Rose Mandel soupira puis elle ferma le jeu en rassemblant les cartes et procéda à un nouveau mélange.
— Voyons si les cartes ont un conseil à vous donner.
Elle respira profondément. L’homme sentait Pour un homme de Caron, un accord de lavandes et de vanille sur un fond boisé qui la transporta au temps de ses promenades enfantines dans la garrigue, derrière la maison de son grand-père qui, lui racontait sa mère, avait échappé à une prison allemande avec un autre Français en enfilant une tenue d’infirmier. Rose savait que c’était un mensonge. À l’époque où elle était au collège, un documentaire sur Arte avait donné à la fin d’un reportage la liste des entreprises de la région où elle avait grandi, qui n’avaient pas collaboré. L’entreprise de ferronnerie de son grand-père n’y figurait pas. Aujourd’hui, elle gagnait sa vie en racontant à son tour des histoires. Et quand elle approchait de certaines vérités les gens lui donnaient plus d’argent pour qu’elle s’en éloigne. La faribole était une valeur plus désirable et par là-même fructueuse qui laissait pourtant Rose de marbre. Elle perdait parfois des clients avec sa justesse. Quand elle rentrait chez elle, elle était seule et muette. Parler pour ne rien dire était bon pour les idiots. Les paroles franches coulaient une chape sur le tréfonds de son être, constitué de honte et de boue.

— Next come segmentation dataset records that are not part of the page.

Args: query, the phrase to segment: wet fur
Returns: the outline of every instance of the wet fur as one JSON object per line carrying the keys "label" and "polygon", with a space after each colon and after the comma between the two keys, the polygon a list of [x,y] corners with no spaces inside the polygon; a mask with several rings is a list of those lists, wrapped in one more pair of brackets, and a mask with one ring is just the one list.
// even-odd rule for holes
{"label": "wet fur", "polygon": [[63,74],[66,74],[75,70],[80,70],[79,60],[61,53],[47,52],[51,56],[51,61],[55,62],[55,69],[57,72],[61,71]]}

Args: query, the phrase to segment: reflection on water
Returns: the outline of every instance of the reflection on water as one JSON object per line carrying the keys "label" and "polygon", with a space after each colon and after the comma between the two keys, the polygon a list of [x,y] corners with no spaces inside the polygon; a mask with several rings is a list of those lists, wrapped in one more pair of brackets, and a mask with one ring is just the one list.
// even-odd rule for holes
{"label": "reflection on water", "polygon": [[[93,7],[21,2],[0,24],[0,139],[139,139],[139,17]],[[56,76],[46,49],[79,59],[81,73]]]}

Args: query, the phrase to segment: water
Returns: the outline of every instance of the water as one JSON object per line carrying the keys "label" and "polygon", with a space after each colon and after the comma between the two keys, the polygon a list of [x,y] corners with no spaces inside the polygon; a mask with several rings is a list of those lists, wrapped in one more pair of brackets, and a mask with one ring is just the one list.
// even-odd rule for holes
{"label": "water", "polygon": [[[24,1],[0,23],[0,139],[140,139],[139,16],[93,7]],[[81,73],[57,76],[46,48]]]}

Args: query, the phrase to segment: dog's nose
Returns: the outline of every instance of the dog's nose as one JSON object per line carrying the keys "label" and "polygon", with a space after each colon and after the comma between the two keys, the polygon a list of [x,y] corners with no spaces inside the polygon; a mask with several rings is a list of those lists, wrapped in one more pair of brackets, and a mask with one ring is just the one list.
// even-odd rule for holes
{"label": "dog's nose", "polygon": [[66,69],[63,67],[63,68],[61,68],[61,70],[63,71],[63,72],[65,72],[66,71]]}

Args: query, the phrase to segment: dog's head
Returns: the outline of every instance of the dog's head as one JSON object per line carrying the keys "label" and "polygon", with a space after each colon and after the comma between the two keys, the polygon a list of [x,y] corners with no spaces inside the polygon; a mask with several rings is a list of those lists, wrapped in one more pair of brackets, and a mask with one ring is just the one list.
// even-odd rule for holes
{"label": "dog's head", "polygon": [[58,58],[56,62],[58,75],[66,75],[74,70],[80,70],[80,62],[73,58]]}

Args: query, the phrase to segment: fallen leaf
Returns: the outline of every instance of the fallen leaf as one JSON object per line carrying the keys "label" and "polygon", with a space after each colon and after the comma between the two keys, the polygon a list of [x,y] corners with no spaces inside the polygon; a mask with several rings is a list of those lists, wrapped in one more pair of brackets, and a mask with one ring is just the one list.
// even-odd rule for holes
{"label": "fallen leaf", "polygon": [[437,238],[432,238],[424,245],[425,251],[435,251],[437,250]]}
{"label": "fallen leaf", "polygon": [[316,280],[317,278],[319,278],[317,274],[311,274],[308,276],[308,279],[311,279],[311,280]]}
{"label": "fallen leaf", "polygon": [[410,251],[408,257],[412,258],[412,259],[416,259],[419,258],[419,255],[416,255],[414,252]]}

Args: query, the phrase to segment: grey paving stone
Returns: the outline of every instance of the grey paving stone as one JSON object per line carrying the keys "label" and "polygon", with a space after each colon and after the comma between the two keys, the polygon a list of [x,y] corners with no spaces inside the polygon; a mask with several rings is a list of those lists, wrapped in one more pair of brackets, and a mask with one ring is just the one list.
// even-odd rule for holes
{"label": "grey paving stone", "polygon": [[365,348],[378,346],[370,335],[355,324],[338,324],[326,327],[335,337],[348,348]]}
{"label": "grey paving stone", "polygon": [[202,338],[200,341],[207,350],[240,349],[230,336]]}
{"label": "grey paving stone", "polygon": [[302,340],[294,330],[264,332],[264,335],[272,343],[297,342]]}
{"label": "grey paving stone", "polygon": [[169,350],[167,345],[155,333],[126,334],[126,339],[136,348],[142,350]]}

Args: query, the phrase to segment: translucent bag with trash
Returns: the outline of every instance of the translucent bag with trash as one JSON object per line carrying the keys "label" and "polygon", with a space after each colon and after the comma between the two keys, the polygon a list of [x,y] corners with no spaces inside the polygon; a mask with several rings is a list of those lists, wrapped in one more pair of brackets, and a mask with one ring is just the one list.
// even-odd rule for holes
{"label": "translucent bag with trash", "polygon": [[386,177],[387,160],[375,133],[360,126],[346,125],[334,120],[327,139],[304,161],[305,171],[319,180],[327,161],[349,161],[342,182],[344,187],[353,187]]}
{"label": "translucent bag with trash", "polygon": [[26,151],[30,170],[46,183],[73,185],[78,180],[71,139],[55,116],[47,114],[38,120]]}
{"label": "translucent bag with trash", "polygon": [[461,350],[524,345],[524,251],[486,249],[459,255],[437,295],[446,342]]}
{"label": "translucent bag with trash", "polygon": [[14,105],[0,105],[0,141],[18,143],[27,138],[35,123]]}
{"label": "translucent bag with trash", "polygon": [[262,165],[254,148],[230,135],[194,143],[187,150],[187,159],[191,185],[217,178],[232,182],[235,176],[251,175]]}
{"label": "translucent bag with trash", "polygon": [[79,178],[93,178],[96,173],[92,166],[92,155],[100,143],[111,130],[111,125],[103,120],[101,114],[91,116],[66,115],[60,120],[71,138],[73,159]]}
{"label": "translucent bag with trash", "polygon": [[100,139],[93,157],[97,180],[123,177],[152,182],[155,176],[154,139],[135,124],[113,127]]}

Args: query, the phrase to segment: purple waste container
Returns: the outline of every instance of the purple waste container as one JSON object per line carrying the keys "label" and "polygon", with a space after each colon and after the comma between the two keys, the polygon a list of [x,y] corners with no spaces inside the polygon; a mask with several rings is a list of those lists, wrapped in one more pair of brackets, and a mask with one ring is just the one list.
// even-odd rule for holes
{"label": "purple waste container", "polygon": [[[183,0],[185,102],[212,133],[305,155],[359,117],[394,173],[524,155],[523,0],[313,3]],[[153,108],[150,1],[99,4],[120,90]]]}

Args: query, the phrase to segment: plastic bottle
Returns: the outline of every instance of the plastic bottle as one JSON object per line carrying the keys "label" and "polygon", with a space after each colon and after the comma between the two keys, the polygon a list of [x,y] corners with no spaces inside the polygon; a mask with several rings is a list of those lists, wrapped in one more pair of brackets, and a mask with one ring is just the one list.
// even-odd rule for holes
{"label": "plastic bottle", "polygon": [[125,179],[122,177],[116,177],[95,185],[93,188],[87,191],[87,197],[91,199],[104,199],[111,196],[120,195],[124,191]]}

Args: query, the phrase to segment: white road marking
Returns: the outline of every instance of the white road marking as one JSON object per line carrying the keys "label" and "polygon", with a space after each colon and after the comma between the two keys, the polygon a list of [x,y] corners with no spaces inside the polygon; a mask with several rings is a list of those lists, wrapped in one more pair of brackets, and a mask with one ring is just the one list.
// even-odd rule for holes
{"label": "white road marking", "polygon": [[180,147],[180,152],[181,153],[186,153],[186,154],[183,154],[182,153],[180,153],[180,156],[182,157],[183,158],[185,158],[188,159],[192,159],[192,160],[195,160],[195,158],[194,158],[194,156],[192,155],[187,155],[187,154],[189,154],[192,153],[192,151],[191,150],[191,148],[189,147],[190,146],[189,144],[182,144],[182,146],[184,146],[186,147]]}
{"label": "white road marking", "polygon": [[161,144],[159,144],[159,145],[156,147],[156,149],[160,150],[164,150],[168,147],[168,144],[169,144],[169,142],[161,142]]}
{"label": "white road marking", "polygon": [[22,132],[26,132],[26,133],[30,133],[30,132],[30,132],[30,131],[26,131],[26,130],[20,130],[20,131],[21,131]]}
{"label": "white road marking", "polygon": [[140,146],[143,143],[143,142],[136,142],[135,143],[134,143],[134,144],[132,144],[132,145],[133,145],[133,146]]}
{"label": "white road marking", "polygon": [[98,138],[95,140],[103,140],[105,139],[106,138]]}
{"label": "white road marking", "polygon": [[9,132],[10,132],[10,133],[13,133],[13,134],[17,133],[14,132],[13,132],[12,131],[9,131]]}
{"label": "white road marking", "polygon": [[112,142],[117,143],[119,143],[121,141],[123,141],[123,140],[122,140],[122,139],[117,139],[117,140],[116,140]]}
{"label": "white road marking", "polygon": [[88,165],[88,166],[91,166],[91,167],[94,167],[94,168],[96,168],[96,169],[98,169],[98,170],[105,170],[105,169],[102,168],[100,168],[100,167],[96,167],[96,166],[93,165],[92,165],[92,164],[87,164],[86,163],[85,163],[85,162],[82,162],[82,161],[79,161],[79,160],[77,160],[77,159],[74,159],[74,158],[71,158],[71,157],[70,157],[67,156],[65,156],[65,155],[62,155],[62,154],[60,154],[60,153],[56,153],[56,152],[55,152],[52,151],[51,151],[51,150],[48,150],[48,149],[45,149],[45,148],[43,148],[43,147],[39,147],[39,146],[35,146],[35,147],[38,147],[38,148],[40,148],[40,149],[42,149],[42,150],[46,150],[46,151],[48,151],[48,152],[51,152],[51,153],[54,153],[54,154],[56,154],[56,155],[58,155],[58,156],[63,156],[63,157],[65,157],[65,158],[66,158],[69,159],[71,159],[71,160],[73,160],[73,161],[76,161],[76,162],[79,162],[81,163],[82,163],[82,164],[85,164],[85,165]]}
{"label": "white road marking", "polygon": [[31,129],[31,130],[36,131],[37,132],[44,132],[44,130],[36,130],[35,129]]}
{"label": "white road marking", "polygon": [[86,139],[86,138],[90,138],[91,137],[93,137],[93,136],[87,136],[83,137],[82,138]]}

Un changement ténu comme une brume dans l’ambiance de son bureau lui fit reprendre ses esprits. Le consultant la regardait de travers, comme la moitié des gens du village depuis qu’elle assumait son activité. Avant son coming out, l’attraction principale ici était le feu tricolore au carrefour de la grand-rue. Quand il devenait clignotant après neuf heures trente, les conducteurs devenaient comme fous et ne respectaient plus rien. Regarder Rose Mandel entrer et sortir de son cabinet de consultation était autrement passionnant. Les gens formaient de petits attroupements, au début, auxquels ils renoncèrent car chacun voulait pouvoir la consulter en toute discrétion. Si ce n’était aujourd’hui, ils en auraient peut-être le besoin plus tard, aussi, et sans se concerter, ils se montrèrent moins ostensibles dans leur surveillance.

L’image d’une femme gestante en plein travail apparut soudain dans l’esprit de Rose.
— Votre femme est enceinte ?
— Oui, c’est prévu pour le mois prochain.
Une lueur de respect passa dans le regard de son client, du même éclat que le rayon de soleil dans lequel flottaient des particules de poussière. La fumée d’un encens serpentait en volute, la flamme d’une bougie de neuvaine à Sainte-Rita tremblotait en grésillant. Une carte tomba du paquet. Rose cessa de mélanger. C’était celle qui avait attiré son attention, tout à l’heure ; celle avec la pliure. Elle se pencha au-dessus de sa chaise pour la ramasser.
— Ah ! La Reine d’Épée. Un accouchement par césarienne, à mon avis. Et je le sens pour dans pas longtemps. Mais elle est droite, donc tout ira bien ensuite. La mère et l’enfant seront en bonne santé.
Le client, au contraire, semblait en mauvaise forme, tremblant et tout blanc. Cette sorcière lui racontait une connerie de plus.
— Vous êtes complètement siphonnée ! Le gynéco a dit « grossesse normale  et accouchement par voie basse ». Vous êtes pas douée, hein ! Ça vaut pas soixante balles, votre voyance ; je vous préviens, je vous paye pas un pélot.
Rose, qui avait une conscience aiguë de son physique de lâche et de ses pieds plats, ne protesta pas. Chacun se leva contrarié. L’homme remit dans sa poche le portable et les clefs dont il s’était soulagé en les posant devant lui au début de la séance. Rose, les bras croisés, l’attendait. Il ne fit pas deux pas qu’il ressortit le portable de sa poche. L’extrait le plus flamboyant des Carmina Burana éclata dans le bureau.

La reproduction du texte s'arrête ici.